Investors have been hearing plenty about the recent success of the financial services sector and its corresponding exchange traded funds. Recent bullishness for ETFs tracking the S&P 500’s second-largest sector allocation has, not surprisingly, been accompanied by a massive influx of assets.

The Financial Select Sector SPDR (NYSEArca: XLF), the largest financial services exchange traded fund, iShares U.S. Financials ETF (NYSEArca: IYF) and Vanguard Financials ETF (NYSEArca: VFH) are gathering assets at a rapid pace as the sector continues soaring to its highest levels since the financial crisis.

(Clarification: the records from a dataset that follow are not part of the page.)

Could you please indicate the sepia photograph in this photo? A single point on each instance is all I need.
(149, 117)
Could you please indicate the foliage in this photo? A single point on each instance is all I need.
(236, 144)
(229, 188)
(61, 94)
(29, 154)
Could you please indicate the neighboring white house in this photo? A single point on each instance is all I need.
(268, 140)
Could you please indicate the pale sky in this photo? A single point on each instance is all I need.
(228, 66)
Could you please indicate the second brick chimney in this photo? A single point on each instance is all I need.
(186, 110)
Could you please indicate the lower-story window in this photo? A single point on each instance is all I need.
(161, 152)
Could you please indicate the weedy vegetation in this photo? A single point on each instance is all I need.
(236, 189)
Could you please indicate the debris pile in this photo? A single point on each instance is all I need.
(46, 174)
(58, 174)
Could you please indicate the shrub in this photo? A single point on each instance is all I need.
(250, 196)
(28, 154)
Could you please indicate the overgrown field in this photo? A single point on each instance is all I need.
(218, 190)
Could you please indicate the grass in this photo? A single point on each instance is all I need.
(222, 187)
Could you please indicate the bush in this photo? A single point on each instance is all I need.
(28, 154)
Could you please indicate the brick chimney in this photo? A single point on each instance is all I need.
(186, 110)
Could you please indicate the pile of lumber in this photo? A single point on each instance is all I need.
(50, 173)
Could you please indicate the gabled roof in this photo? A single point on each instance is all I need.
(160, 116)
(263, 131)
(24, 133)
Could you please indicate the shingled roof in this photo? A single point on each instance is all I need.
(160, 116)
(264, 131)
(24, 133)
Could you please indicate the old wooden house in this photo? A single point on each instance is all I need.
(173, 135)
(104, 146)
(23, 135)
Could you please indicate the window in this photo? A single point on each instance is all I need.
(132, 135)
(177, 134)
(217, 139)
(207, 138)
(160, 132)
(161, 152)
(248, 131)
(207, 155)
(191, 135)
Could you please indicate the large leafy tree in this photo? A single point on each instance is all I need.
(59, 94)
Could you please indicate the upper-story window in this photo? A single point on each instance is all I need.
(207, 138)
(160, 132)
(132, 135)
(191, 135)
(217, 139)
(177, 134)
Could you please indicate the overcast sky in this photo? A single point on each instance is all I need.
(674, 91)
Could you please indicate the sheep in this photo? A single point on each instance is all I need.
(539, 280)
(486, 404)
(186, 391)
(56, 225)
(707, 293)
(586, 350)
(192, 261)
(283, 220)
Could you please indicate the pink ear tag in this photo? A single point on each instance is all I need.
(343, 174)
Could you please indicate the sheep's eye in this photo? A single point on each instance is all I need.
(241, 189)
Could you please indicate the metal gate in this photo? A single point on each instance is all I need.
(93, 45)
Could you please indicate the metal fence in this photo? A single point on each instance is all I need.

The Trump administration’s expansionary policies would be especially beneficial for banks since the segment is sensitive to the overall economy. Moreover, the expansionary policies have fueled bets of increased Federal Reserve interest rate hikes to rein in a potentially overheating economy and rising inflation, which further supports lending revenue and their bottom line among bankers and insurers.

For target exposure to banks, the First Trust NASDAQ ABA Community Bank Index Fund (NasdaqGM: QABA), PowerShares S&P SmallCap Financials Portfolio (NYSEArca: PSCF) and PowerShares KBW Regional Bank Portfolio (NYSEArca: KBWR) include large tilts toward small- and micro-cap bank stocks.

Bank ETFs are benefiting from speculation that the Federal Reserve will boost interest rates multiple times this year. With a steepening yield curve or wider spread between short- and long-term Treasuries, banks could experience improved net interest margins or improved profitability as the firms borrow short and lend long.